Grey rock all the way for all the negative shit. Try to have some nice times with her if you can - is that ever possible? Even if it's just watching telly together and not talking, even that is bonding and you both need it. Flowers

Oollliivviiaa · 07/07/2025 14:28

PolyVagalNerve · 07/07/2025 13:33

Not a good idea to be battling over food with a 15 year old girl -
try to find other ways to communicate with her about her distress / needs / problems that don’t involve food …
or risk in that you have a worse problem - an eating disorder to contend with -

Well yes. Which is why she now has the option to cook herself if she wants to. That is actually really, really difficult to arrange for reasons I described earlier but we are trying to. We always have food she will eat.

OP posts:
Oollliivviiaa · 07/07/2025 14:32

CaptainFuture · 07/07/2025 13:38

She sounds (and know this won't go down well) an absolute controlling wee nightmare.
Does she treat any one else in her life as poorly as she treats you?
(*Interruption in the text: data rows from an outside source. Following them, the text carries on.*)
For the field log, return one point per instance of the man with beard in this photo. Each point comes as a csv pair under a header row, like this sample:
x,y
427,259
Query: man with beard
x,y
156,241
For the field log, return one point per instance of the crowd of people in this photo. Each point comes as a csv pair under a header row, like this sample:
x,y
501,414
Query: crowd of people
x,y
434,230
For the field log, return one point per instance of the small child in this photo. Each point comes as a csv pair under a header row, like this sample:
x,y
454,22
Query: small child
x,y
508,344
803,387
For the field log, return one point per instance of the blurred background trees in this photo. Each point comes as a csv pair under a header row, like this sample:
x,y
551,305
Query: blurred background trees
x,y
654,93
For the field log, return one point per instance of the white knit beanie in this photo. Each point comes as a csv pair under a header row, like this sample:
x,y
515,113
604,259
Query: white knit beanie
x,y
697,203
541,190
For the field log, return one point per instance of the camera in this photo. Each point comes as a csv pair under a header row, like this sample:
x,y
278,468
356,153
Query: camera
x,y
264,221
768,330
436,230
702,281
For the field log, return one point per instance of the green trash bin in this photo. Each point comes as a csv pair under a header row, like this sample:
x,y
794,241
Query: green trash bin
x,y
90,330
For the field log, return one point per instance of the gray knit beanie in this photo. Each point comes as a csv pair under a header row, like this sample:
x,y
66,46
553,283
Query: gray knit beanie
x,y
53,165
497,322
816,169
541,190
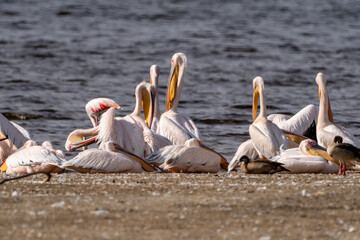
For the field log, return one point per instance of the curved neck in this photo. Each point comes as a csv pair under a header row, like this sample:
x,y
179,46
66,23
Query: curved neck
x,y
138,103
323,117
262,103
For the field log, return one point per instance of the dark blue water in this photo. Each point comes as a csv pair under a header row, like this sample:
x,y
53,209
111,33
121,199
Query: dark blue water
x,y
57,55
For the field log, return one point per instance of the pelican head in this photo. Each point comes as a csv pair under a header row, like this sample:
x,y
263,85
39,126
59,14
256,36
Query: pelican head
x,y
258,86
96,107
177,73
338,139
154,75
322,83
147,93
244,159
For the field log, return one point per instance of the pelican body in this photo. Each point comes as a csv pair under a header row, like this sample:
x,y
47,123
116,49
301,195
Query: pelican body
x,y
175,126
266,136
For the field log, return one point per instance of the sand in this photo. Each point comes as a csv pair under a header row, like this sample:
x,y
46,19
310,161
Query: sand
x,y
182,206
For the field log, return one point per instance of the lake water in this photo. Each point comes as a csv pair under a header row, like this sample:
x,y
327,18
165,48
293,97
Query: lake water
x,y
55,56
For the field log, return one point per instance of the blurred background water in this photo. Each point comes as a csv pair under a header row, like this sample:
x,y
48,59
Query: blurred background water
x,y
57,55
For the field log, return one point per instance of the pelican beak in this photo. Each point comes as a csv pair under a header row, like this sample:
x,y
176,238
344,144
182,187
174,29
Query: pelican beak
x,y
329,107
72,146
145,165
148,102
3,138
223,162
172,86
3,166
294,137
319,151
234,164
255,101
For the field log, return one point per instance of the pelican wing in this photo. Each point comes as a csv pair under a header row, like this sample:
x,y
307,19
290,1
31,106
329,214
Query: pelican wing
x,y
11,132
298,123
193,159
267,138
97,159
327,134
174,131
34,155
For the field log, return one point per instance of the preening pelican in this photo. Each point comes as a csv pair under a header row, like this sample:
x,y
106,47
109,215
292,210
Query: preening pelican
x,y
266,136
33,158
307,158
97,106
326,130
245,149
130,132
154,80
301,123
191,157
176,126
109,160
12,137
260,166
344,153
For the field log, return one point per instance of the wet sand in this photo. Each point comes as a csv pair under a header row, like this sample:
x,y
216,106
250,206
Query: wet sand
x,y
182,206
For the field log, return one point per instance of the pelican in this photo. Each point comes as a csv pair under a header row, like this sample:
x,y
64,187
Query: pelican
x,y
343,152
266,136
176,126
32,159
154,80
130,132
12,137
326,130
191,157
301,123
260,166
109,160
307,158
97,106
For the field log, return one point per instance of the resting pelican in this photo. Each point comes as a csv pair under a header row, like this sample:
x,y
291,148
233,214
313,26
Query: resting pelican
x,y
109,160
12,137
326,130
191,157
97,106
154,80
344,153
307,158
33,158
266,136
176,126
131,132
260,166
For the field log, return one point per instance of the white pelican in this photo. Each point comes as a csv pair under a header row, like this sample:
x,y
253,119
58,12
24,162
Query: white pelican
x,y
97,106
301,123
326,130
191,157
176,126
109,160
32,159
246,148
343,152
260,166
154,80
266,136
130,132
307,158
12,137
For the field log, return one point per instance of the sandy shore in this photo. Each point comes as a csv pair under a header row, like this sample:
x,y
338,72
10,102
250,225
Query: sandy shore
x,y
182,206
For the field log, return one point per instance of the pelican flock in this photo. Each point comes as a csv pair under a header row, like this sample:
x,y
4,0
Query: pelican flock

I hope not!!! I would be so embarrassed if she did.

School are quite happy with her behaviour. Ive never seen any poor behaviour at the clubs she goes to and she has plenty of friends so I dont think so.

I think she takes it all out on me.

OP posts:
Oollliivviiaa · 07/07/2025 14:39

Starlight1984 · 07/07/2025 13:40

Are there ever any punishments for her behaviour / the way she speaks to you?

Yes but she really doesnt care.
The only thing she cares about is her Walkman but she uses music to regulate herself so I am not willing to remove that.

At the moment she is getting her pocket money on a daily basis purely depending on her behaviour. She hasn't had any for 3 days so is unlikely to be able to go out with her friends on the weekend which will be a big deal for her.